April 10, 2018

PIA privatisation under pressure

A government privatisation commission announced on 21 March plans to solicit expressions of interest (EOI) from private sector investors within three months regarding acquisition of a 49% stake in state-controlled Pakistan International Airlines (PIA).

According to government estimates, PIA may be shouldering a debt burden of as much as $4 billion and the carrier continues to lose about $1.3 million daily.

PIA has been losing market share to Gulf-based rivals, such as Etihad and Emirates, and has been hit by management turmoil in recent years as well as a 2016 crash that led to 47 deaths.

The government has pledged to retain a controlling 51% stake in PIA as well as managerial control of the airline.

… PIA privatisation mandated by IMF

In spite of pressure from some political parties, the government gave the go-ahead on 6 March for sale of the minority stake in the Pakistani flag carrier.

Political opponents of the move charge that PIA management has enacted policies that were designed to make the carrier incur huge losses, thereby justifying a sale at a throwaway price.

Specifically, those charges include expensive lease agreements, an open skies policy that disadvantages PIA as well as discontinuation of some profitable international routes.

Privatisation of PIA — along with 67 other state-owned enterprises — was one of the conditions Pakistan accepted as part of a $6.67 billion extended fund facility (EFF) from the International Monetary Fund (IMF) in 2013.

An attempt to push the process forward in late 2015 or early 2016 through sale of a 26% stake met with fierce political as well as workforce resistance.

The standoff culminated in a series of strikes that effectively grounded the airline for several days in February 2016 before the sale was called off.

Both Emirates and Etihad had shown interest in buying PIA before the government backed down from privatisation in 2016.

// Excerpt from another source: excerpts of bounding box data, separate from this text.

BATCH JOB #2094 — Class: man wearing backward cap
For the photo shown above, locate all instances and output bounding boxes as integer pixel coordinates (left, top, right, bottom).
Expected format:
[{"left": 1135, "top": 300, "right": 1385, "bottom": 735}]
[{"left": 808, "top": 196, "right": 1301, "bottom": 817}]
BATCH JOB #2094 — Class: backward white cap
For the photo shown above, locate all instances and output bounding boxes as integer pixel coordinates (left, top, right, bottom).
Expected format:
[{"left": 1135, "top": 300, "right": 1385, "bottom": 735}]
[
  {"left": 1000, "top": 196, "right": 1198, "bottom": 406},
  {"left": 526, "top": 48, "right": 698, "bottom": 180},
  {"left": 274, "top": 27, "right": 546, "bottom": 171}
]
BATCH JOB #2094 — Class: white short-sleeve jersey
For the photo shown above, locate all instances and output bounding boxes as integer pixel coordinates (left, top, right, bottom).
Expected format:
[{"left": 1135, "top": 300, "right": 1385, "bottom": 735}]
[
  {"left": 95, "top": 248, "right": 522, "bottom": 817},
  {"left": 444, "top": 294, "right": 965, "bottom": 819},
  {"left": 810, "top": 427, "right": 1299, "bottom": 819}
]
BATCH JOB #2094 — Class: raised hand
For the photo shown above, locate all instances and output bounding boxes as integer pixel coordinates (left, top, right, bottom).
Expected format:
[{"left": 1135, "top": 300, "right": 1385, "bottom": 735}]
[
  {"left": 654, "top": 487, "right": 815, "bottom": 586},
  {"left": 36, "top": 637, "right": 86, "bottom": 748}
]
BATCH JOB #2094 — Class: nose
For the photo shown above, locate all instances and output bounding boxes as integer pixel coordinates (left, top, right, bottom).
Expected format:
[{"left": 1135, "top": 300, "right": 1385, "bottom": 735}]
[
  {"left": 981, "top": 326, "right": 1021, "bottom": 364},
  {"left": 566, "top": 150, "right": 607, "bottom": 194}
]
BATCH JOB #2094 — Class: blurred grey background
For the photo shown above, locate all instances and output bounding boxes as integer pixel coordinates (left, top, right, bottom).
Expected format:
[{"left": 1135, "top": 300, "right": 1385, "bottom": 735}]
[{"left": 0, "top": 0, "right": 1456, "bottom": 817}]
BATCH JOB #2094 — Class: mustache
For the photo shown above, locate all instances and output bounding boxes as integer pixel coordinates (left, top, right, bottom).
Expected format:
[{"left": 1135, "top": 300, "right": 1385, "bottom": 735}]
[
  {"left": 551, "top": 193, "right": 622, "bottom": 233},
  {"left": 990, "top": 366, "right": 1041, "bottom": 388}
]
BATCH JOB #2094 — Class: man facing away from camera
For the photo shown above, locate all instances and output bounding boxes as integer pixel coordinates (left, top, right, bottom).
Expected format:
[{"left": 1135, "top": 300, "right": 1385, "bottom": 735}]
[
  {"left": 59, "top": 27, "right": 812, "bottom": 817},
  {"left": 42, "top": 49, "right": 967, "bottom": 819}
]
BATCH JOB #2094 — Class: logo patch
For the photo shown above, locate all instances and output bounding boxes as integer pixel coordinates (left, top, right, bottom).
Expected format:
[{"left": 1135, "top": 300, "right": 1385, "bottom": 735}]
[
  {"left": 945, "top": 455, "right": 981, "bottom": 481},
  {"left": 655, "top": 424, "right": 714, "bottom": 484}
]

Current government strategy calls for carving out legacy debt and all non-core assets from loss-making PIA, including hotels, real estate, engineering and catering, to improve privatisation prospects.

According to a 2015 valuation, the Roosevelt Hotel in New York and Hotel Scribe in Paris, both owned by PIA, are estimated to be worth over $600 million.

In mid-March, the Asian Development Bank pledged financial and technical support to the government for the proposed privatisation.

… commission renews advisory contracts

The privatisation commission is in the process of renewing the services of a consortium of advisors to proceed with privatisation of PIA as the previous service contract with expired in early October 2017.

The commission had named Dubai Islamic Bank, IATA Consulting, consultancy Deloitte, Lahore-based law firm Haidermotabnr, UK-based law firm Freshfields Bruckhaus Deringer, Lahore-based Abacus Consulting, corporate communications firm Apco and consultancy Prestige as advisors.

In late March, Pakistan’s Supreme Court called for PIA’s audited financial statements for the last 10 years.